Poll after poll seems to suggest that Scottish independence is so close — but there’s a bitter row simmering in the Scottish Nationalist Party (SNP) that threatens to turn that dream into a nightmare and tarnish the reputation of First Minister Nicola Sturgeon. With an election due on May 6 to elect a new Scottish parliament, Sturgeon is hoping the scandal will just go away. It won’t.
For a decade, Sturgeon and Alex Salmond were the highly visible and indivisible duo who drove the quest for Scotland’s sovereignty, steering their party — and themselves — to power along the way. In politics, power can be fleeting. So too are friendships.
It was Salmond who laid the groundwork for the independence movement, became the face of the government of Scotland and who finally passed the reins over to Sturgeon, his deputy, for her 2014 referendum campaign for independence — a vote the sovereigntists lost by 55 to 45 per cent.
The row began when allegations of sexual harassment were made against Salmond by two female civil servants in 2018. He strongly denied the allegations. The complaints came after Sturgeon asked for new government policies on sexual harassment to be put in place in the wake of the #MeToo movement — and Salmond believed the policy was aimed at him.

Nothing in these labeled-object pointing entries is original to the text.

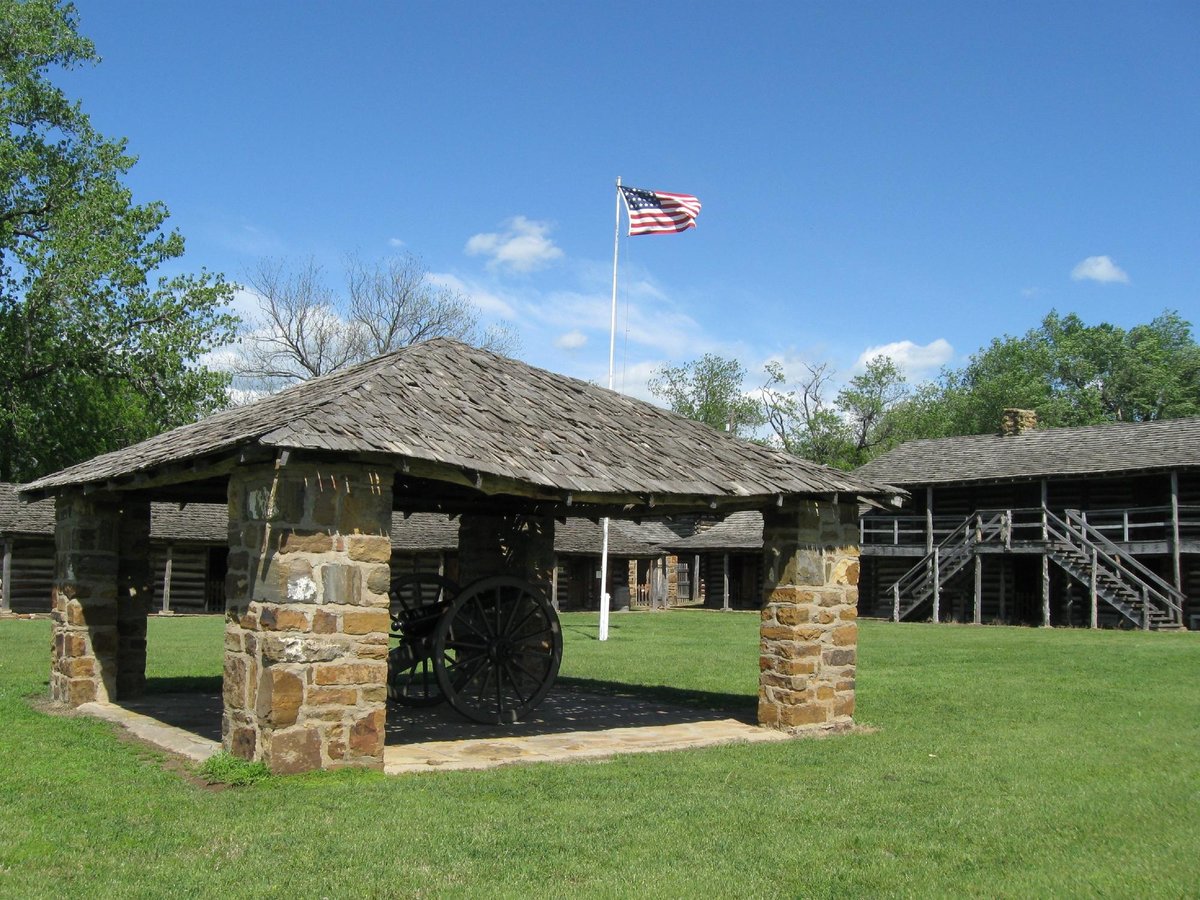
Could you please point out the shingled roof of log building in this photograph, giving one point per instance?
(1091, 450)
(447, 408)
(738, 531)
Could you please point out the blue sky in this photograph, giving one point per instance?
(919, 177)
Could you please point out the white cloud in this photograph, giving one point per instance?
(523, 246)
(1101, 269)
(489, 303)
(915, 360)
(571, 340)
(245, 303)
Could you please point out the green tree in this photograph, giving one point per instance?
(799, 418)
(863, 421)
(870, 403)
(709, 390)
(97, 348)
(1072, 373)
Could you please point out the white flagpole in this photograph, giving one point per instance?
(612, 353)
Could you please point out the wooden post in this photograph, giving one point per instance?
(1091, 591)
(6, 579)
(1003, 583)
(929, 520)
(1045, 557)
(978, 615)
(1175, 537)
(1045, 589)
(937, 587)
(166, 579)
(725, 582)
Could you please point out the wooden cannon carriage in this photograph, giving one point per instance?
(491, 649)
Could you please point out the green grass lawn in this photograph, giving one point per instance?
(1007, 762)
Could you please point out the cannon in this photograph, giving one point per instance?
(491, 649)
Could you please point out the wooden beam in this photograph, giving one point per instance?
(725, 581)
(937, 587)
(6, 579)
(1095, 618)
(1045, 589)
(1176, 562)
(978, 610)
(929, 520)
(1003, 587)
(166, 577)
(553, 582)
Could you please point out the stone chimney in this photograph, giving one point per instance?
(1018, 421)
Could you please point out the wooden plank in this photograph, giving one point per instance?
(6, 579)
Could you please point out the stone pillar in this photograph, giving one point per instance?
(809, 631)
(306, 622)
(521, 546)
(135, 593)
(99, 598)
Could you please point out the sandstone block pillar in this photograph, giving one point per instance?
(809, 631)
(306, 623)
(521, 546)
(135, 593)
(101, 591)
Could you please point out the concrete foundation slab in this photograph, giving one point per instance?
(569, 726)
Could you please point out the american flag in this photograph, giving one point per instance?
(659, 213)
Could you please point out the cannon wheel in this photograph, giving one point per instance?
(497, 649)
(415, 604)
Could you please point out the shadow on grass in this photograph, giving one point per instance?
(737, 706)
(185, 684)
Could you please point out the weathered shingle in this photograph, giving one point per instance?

How those allegations were handled — who knew what, when and how — are central to this bitterest of feuds. Legally, it culminated in a trial in 2020 that saw Salmon facing 13 charges of sexual assault. He was found not guilty on all counts. If people thought that would be the end of the matter and the scandal would simply fade away like a morning mist on a Scottish loch, how wrong they would be.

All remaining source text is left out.